So this funny thing keeps happening to me over the last few weeks. Not funny haha, but like ironic funny. As a writer, rejection is the name of the game. The last conference I was at, Donald Maass was the Keynote Speaker, and he said your chances of being published boil down to 1:2000. I did the math. It’s not 99.9% I’d read a thousand times. Your odds of being traditionally published are .05% So really, it’s like a 99.95% rejection rate. Which might not seem like a big difference, and maybe you’re right and it’s not, but it can feel like it when you’re in deep in the trenches.

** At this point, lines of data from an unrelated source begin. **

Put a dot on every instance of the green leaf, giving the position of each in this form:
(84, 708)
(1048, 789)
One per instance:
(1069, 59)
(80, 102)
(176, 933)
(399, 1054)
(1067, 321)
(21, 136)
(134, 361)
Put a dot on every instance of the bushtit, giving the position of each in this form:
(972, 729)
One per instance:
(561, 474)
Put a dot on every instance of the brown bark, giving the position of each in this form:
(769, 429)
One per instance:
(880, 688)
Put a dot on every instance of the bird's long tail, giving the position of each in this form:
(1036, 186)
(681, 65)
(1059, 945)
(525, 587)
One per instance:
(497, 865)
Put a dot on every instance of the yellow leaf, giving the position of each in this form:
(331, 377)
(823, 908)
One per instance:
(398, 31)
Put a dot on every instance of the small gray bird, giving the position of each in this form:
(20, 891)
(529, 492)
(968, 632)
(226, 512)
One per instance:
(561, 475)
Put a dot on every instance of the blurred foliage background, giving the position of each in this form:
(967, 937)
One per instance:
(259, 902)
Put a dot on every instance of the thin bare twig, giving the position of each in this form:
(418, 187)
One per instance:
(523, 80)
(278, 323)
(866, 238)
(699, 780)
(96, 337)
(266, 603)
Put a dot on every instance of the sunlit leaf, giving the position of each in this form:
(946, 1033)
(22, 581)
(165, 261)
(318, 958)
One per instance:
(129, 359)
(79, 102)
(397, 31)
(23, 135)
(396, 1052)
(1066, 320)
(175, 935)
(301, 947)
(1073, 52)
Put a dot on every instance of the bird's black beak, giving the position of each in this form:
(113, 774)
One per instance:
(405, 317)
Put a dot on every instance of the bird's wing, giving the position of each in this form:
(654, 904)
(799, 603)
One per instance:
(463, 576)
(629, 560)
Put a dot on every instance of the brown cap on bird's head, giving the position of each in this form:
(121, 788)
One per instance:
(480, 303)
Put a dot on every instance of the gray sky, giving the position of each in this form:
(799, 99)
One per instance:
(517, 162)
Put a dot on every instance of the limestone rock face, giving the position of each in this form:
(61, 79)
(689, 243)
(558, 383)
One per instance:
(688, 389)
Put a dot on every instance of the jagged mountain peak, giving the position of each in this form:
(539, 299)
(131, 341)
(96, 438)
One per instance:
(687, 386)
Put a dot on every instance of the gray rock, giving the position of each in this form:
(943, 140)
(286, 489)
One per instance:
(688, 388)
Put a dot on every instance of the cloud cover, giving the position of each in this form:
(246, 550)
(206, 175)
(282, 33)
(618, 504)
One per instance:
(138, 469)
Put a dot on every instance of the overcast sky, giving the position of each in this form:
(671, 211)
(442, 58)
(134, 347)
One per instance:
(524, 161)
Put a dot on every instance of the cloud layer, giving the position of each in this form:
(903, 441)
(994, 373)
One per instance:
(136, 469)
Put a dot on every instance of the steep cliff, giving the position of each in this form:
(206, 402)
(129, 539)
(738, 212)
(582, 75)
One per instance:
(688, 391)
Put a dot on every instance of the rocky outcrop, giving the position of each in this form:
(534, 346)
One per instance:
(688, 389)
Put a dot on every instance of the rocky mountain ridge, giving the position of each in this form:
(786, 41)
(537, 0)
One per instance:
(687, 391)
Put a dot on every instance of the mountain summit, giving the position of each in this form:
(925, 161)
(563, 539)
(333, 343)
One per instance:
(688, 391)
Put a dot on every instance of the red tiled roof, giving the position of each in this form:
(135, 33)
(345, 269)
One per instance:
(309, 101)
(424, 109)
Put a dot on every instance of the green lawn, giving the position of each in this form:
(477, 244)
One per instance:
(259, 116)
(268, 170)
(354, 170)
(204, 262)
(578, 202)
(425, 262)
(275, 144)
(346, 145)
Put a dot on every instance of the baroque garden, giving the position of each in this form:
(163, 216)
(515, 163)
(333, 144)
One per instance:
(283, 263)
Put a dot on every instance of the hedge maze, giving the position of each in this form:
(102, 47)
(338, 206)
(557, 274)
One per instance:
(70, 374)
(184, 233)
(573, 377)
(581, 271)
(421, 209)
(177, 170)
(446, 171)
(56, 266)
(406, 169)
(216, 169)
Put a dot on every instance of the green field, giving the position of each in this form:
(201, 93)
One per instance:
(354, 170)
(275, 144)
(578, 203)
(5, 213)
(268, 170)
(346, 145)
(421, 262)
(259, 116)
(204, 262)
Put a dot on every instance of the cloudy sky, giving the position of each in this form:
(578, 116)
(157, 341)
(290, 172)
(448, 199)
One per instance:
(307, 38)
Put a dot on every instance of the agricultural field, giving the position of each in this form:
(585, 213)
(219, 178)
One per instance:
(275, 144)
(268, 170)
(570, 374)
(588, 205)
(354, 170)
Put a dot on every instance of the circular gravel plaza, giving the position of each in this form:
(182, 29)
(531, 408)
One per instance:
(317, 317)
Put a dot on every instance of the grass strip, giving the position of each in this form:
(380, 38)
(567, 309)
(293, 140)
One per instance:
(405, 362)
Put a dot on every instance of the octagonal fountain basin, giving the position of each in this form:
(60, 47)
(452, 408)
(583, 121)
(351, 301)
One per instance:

Recently I told y’all my essay, out of thousands, was accepted into the new Chicken Soup For The Soul anthology, THE EMPOWERED WOMAN. It’s a huge deal. Same odds and I beat them. And in the same breath, I told you I won a contest.
Now I can officially tell you all what I won. I entered a two-part writing contest for The Las Vegas Review-Journal and I won the essay portion. It is amazing to feel like I’ve won both of these things lately but honestly, it’s just been a lot of hard work. They are two wins among a mountain of rejection.
There is one thing Donald Maass said that will forever stick with me. He said your odds won’t always be 1:2000. If you work hard, you learn, you hone your craft… If you keep at it, keep writing, listen to editors… If you read books on writing, you read books, you write, write, write… Your odds will get better. He went on to talk about how an “overnight success” is rarely that. Authors who the outside world see suddenly in the spotlight have worked hard for YEARS to get where they are. Often you’re not reading their first book. You’re reading their third, fourth, or maybe even their twentieth book. Overnight success is a mirage in the writing world.
So the funny ironic thing that has happened to me? I’ve had several people think everything is just roses for me. It’s come so easy and good for me. I must be so talented. Little do they know I have a pile of rejections I could wallpaper my bedroom with. I work hard every single day on my craft. I work full time, run a not-for-profit-organization, have my niece and nephew over every weekend, and I write, read, and hone my craft in every single free moment in between. And once in a while that gets me a yes.
A hard earned yes. Not something that was simply handed to me. Tallent doesn’t just happen. It takes practice. Something I’ve been working at for years and years. So remember the next time you think, dang this author has come from nowhere into the spotlight. He/she is just an overnight success… Remember they didn’t come from nowhere. They’ve been working years at it. Google them. Read their blogs, read their tweets, read their struggles and appreciate the journey that took them to you. They might even have other books out that you’ve never heard of. Read them. Then leave them a book review after you read their novel as a thank you (love it, hate it, all books need reviews). It will make all the difference in the author’s eyes and give their book a boost so other readers can find it.
I don’t ever want to sound ungrateful. Because I’m incredibly grateful for every opportunity. But nothing in this world comes free. Nothing worth having is rarely easy. I’ve been writing since I was in the third grade. That’s roughly twenty-three years. I’ve been writing for twenty-three years (weird to put it that way). I wrote non-fiction seriously for eight or nine. I’ve been writing fiction seriously for the last four. So for four years solid, I’ve been writing fiction and learning as much about storytelling as I can. I’ve written three novels, one of them twice (nearly three times now). I’ve written many, many, short stories, and am working on my fourth novel now. I take it incredibly seriously because it’s the most important thing in my life. I want to make a career out of writing. So while I might not, and many other writers might not show you every time they fail, know they do. We all do. And being published is an incredible accomplishment on any level. Winnings contests is also wonderful. But sometimes the assumption that it all comes easy or that we clearly have everything handed to us on gold platters is shitty. Because we work hard for what earn. So say congratulations. You can even say your hard work is paying off. Just don’t make them feel sheepish and unworthy of what they’ve worked for by wrongly assuming they didn’t earn it and that it was some how handed to them.